Two pricing models matter: flat-rate (one simple number like 2.6% + 15¢ — easy, but you overpay at volume) and interchange-plus (interchange + a fixed markup — more transparent and usually cheaper above ~$15,000–$25,000/month). The number that actually matters is your effective rate: total fees ÷ total card sales.
What you're actually paying for
| Layer | Who gets it | Typical size | Negotiable? |
|---|---|---|---|
| Interchange | Customer's bank (issuer) | ~1.5%–1.65% + ~$0.10 (consumer credit) | No — set by the card networks |
| Assessments | Visa / Mastercard / Amex | ~0.13%–0.15% | No |
| Processor markup | Your processor / POS | Varies widely | Yes — this is the part you shop |
Interchange and assessments are fixed costs that every processor pays. The only lever you control is the markup — which is exactly why being locked to one processor is so expensive: you lose the ability to negotiate the one negotiable layer.
Flat-rate vs interchange-plus
| Model | How it works | Best for | Watch out for |
|---|---|---|---|
| Flat-rate | One blended rate, e.g. 2.6% + 15¢ | Low volume, simplicity, new businesses | Gets expensive past ~$15K–$25K/month |
| Interchange-plus | Interchange + a fixed markup (e.g. + 0.30% + 10¢) | Established businesses, higher volume | Statements look complex; demand the markup in writing |
| Tiered | 'Qualified / mid / non-qualified' buckets | Almost nobody — avoid | Opaque; downgrades inflate the effective rate |
Common 2026 flat rates
| Provider | Card-present | Online / keyed |
|---|---|---|
| Square | 2.6% + 15¢ (Free plan) | 3.3% + 30¢ online; 3.5% + 15¢ keyed |
| Toast | 2.49% + 15¢ (paid plan) / 3.09% + 15¢ (free plan) | Higher for keyed |
| Clover | 2.3%–2.6% + 10¢ (varies by reseller) | ~3.5% + 10¢ |
| Shopify | 2.6% + 10¢ (Retail) | 2.9% + 30¢ online; +0.6–2% if not Shopify Payments |
| Lightspeed | From 2.4% + 10¢ | Plus ~$400/mo to use a third-party processor |
How to find your effective rate
Ignore the headline number on the ad. Pull last month's statement and divide total fees by total card sales. That's your effective rate, and it's the only apples-to-apples way to compare. Example: $560 in fees on $20,000 of card sales is a 2.8% effective rate — even if the brochure said 2.6%, because of per-transaction fees, keyed sales, and downgrades.

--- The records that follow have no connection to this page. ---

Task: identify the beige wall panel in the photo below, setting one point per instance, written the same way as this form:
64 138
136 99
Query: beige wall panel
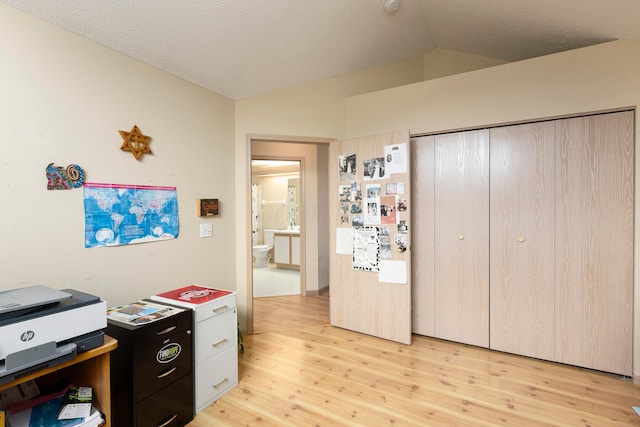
462 237
594 296
360 302
522 239
423 194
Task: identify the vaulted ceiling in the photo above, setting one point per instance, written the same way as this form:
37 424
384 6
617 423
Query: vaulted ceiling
241 48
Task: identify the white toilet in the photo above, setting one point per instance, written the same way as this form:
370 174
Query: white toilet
263 254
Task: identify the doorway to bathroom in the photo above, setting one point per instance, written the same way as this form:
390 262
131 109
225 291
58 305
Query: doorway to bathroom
312 245
275 227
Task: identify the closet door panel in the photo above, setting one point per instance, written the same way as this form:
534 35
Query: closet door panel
462 237
595 242
423 189
522 239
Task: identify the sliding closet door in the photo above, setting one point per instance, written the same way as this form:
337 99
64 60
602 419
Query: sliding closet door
462 237
374 299
594 245
522 239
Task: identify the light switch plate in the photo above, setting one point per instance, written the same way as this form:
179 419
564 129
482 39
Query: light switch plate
206 230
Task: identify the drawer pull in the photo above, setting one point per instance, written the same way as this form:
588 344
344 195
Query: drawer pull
219 309
166 423
167 372
166 330
221 382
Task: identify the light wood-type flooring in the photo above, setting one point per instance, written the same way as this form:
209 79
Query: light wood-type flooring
304 372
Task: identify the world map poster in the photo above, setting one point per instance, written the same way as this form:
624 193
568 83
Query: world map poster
118 214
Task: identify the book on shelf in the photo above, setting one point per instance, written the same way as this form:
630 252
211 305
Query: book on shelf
50 410
76 403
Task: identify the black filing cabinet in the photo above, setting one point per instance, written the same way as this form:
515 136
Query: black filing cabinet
152 372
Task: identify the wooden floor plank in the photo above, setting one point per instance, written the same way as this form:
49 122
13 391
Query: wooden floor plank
308 373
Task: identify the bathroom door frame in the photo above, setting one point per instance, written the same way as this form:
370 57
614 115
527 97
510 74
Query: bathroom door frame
251 138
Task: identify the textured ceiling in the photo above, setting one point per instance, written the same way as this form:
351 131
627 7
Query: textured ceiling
241 48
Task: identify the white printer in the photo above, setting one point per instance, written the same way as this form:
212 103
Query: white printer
41 327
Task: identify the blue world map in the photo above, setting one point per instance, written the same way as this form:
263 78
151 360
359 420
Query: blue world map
127 214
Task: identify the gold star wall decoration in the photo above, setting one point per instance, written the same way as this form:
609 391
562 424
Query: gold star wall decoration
135 142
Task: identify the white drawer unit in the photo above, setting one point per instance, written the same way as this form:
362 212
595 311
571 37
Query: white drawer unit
215 339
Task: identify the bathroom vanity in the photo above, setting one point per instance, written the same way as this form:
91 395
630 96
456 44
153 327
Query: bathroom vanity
286 252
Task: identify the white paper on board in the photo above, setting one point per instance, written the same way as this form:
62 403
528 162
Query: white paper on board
393 272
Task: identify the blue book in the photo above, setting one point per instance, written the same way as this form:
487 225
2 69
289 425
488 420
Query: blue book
46 415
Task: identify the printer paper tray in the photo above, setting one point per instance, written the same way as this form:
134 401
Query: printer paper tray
35 358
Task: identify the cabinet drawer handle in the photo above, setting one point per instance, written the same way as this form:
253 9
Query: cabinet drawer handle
166 330
222 341
167 372
221 382
219 309
166 423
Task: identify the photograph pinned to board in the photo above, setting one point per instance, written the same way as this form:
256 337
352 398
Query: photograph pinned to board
373 191
385 243
366 248
356 192
374 168
344 213
401 242
373 204
391 188
373 212
388 214
347 167
395 157
344 193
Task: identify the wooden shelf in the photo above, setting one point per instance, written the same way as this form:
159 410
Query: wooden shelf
91 368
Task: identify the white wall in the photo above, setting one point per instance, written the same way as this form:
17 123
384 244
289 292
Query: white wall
595 78
273 188
63 99
314 110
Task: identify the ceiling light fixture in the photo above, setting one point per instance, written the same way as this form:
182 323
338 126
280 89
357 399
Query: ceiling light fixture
391 6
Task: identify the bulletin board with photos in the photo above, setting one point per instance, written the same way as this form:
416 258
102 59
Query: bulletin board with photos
370 223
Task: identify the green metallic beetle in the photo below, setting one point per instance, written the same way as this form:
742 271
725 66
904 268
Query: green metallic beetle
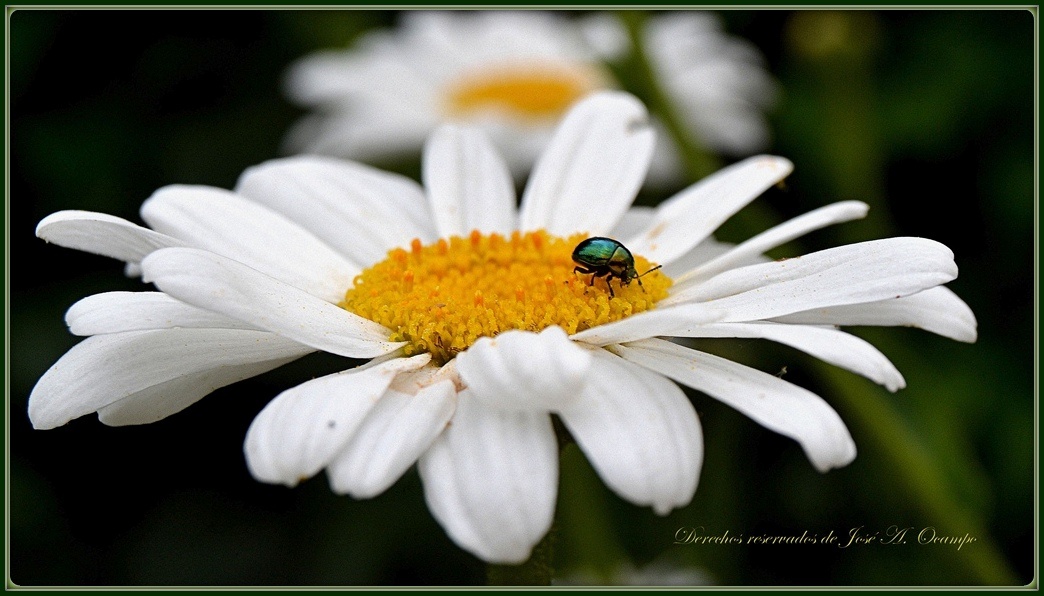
607 258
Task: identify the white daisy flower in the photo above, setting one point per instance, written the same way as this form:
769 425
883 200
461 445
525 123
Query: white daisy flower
515 74
477 326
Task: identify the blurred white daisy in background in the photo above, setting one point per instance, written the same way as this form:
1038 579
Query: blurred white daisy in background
475 323
515 74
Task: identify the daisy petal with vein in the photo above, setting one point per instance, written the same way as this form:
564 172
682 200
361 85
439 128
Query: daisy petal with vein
479 329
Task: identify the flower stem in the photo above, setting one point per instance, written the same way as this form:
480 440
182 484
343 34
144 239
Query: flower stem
537 571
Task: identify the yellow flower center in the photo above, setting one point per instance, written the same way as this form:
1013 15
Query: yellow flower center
528 92
444 296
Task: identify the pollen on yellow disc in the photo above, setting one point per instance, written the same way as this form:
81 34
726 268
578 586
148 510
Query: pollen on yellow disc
524 91
443 296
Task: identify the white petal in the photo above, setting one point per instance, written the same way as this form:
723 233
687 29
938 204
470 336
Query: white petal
491 479
693 214
103 235
215 283
633 221
390 438
358 210
938 310
115 312
105 368
219 221
163 400
853 273
640 433
589 175
836 213
703 253
524 371
767 400
468 183
301 430
678 319
828 344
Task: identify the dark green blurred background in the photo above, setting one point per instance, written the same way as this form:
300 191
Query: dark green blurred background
928 116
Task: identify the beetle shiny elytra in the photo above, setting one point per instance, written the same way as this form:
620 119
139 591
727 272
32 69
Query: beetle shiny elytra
607 258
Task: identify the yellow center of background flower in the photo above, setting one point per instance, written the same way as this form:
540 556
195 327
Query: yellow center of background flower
444 296
524 91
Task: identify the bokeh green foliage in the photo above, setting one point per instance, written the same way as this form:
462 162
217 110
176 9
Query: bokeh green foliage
927 116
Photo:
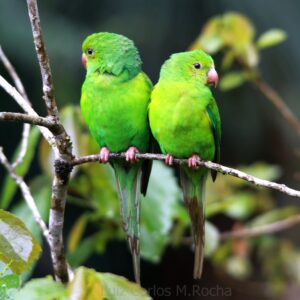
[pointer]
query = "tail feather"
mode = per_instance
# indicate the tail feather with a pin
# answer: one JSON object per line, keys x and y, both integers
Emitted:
{"x": 129, "y": 182}
{"x": 193, "y": 193}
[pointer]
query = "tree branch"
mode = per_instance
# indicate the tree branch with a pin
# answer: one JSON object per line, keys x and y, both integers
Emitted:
{"x": 26, "y": 194}
{"x": 30, "y": 119}
{"x": 63, "y": 159}
{"x": 260, "y": 230}
{"x": 19, "y": 85}
{"x": 28, "y": 109}
{"x": 42, "y": 58}
{"x": 208, "y": 164}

Frequently asked questions
What is the average credit card processing fee in 2026?
About 2%–3% per transaction. It's made of interchange (~1.5%–1.65% + ~$0.10 to the customer's bank on consumer cards), network assessments (~0.13%–0.15%), and the processor's markup — the only negotiable layer.
What is the difference between flat-rate and interchange-plus pricing?
Flat-rate charges one blended number (e.g. 2.6% + 15¢) — simple but expensive at volume. Interchange-plus charges true interchange plus a fixed markup, which is more transparent and usually cheaper once you exceed roughly $15,000–$25,000/month in card sales.
What is an effective processing rate?
Total processing fees divided by total card sales for the period. It's the real number you pay after per-transaction fees, keyed sales and downgrades — and the only fair way to compare two processors.
Can I negotiate credit card processing fees?
You can negotiate the processor's markup, but not interchange or assessments. That only works if your POS lets you choose your processor. Systems locked to one processor (Square, Toast, SumUp) leave you nothing to negotiate.
Why do per-transaction fees matter?
The fixed cents (e.g. +15¢) hit hardest on small tickets. A café averaging $5 sales pays a far higher effective rate from 15¢ than a restaurant averaging $60. Low-ticket businesses should weight the per-transaction fee heavily.